Section 212 provides that:
(d) Under regulations prescribed by the Commissioner with the approval of the Secretary, a person who regularly sells or otherwise disposes of personal property on the installment plan may return as income therefrom in any taxable year that proportion of the installment payments actually received in that year which the total profit realized or to be realized when the payment is completed, bears to the total contract price. In the case (1) of a casual sale or other casual disposition of personal property for a price exceeding $1,000, or (2) of a sale or other disposition of real property, if in either case the initial payments do not exceed one-fourth of the purchase price, the income may, under regulations prescribed by the Commissioner with the approval of the Secretary, be returned on the basis and in the manner above prescribed in this subdivision.
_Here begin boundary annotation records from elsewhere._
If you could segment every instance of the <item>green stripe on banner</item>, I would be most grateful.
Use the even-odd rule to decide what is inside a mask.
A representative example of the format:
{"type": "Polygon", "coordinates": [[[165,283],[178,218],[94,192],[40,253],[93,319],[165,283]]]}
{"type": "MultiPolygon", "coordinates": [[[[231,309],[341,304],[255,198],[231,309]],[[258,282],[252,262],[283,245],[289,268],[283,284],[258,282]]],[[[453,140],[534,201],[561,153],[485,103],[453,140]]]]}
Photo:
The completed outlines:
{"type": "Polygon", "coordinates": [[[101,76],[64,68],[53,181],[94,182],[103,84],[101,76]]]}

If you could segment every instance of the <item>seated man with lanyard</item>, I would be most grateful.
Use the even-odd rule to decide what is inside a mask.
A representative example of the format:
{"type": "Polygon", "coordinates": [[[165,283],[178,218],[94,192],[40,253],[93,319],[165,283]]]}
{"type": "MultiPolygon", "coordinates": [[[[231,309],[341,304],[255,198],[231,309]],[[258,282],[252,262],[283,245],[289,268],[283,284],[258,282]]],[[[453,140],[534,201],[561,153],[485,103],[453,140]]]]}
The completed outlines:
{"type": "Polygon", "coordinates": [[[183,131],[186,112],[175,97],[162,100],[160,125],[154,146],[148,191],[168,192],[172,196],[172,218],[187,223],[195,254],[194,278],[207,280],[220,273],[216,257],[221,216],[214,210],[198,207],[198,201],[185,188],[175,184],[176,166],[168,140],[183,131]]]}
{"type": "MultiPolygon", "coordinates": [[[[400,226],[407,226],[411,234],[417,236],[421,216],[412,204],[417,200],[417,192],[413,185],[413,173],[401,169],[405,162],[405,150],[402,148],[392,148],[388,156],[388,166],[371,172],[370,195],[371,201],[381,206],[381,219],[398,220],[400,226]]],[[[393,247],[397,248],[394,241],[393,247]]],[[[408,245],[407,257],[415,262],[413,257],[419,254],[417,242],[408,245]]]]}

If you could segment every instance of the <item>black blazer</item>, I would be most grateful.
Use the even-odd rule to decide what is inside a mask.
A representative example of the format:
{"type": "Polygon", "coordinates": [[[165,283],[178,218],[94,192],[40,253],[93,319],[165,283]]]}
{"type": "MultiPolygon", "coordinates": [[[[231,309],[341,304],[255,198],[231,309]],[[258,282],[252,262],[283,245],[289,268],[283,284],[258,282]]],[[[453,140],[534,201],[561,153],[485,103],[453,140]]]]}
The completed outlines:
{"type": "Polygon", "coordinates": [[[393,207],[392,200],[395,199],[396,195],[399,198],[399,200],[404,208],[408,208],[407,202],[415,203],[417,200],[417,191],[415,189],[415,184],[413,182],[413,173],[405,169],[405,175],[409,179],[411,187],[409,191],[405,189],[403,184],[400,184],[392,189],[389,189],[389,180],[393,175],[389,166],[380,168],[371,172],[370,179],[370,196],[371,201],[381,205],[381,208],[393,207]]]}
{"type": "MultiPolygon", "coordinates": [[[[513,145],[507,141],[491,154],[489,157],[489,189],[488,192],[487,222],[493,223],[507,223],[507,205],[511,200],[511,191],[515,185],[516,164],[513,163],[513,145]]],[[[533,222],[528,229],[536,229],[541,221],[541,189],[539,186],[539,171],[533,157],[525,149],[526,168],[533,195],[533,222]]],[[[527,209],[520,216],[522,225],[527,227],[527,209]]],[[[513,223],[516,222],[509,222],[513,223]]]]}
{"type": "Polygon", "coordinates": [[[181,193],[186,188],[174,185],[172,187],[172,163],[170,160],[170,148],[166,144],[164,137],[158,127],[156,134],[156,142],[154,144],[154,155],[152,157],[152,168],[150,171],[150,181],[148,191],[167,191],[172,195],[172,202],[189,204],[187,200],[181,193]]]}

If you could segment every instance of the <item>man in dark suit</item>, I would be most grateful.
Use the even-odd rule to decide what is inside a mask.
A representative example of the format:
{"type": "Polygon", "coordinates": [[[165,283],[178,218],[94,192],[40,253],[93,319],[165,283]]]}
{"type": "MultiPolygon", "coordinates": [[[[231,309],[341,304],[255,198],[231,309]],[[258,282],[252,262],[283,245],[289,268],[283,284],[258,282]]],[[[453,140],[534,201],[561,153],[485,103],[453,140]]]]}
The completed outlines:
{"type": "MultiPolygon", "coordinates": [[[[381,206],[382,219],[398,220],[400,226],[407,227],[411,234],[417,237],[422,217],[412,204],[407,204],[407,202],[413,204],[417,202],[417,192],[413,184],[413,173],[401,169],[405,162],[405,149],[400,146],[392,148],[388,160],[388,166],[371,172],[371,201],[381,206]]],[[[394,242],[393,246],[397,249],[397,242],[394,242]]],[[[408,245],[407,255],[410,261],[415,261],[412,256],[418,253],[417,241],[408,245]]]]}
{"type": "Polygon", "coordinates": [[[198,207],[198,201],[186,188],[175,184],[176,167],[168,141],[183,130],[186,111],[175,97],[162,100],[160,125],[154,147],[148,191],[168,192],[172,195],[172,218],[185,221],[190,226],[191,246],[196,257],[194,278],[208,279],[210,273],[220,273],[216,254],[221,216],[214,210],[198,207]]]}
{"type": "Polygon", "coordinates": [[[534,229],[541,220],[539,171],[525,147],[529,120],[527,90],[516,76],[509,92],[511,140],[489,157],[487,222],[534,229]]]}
As used in this subdivision the term “ initial payments ” means the payments received in cash or property other than evidences of indebtedness of the purchaser during the taxable period in which the sale or other disposition is made.
The petitioner corporation was clearly not “ regularly ” engaged in the sale or disposition of personal property on the installment plan in respect to this transaction; consequently, if it is entitled to the benefits of the above section it is by virtue of a “ casual sale ” of personal property or the sale of real property the “ initial payments ” from which “ do not exceed one-fourth of the purchase price.”
A simple statement of the terms of payment obviously precludes the application of the installment provisions of the Act. The total “purchase price” to the Deyo Company was $212,820, plus an amount equal to the value of the merchandise inventory on hand at October 1, 1925, separately provided for in the contract of sale of September 16, 1925, which was found to be $23,803.82, making a total consideration or “ purchase price ” of $236,623.82. The initial cash payment of $53,250, provided for in said contract, was received by the company on October 1, 1925, which sum was augmented by the receipt of $23,803.82 on October 9, 1925, representing the purchase price of the inventory, $35,500 on November 1, 1925, and $21,300 on December 1, 1925, making the total payments received in cash during the taxable period $133,853.82, or more than 50 per cent of said purchase price.
Decision will he entered for the respondent.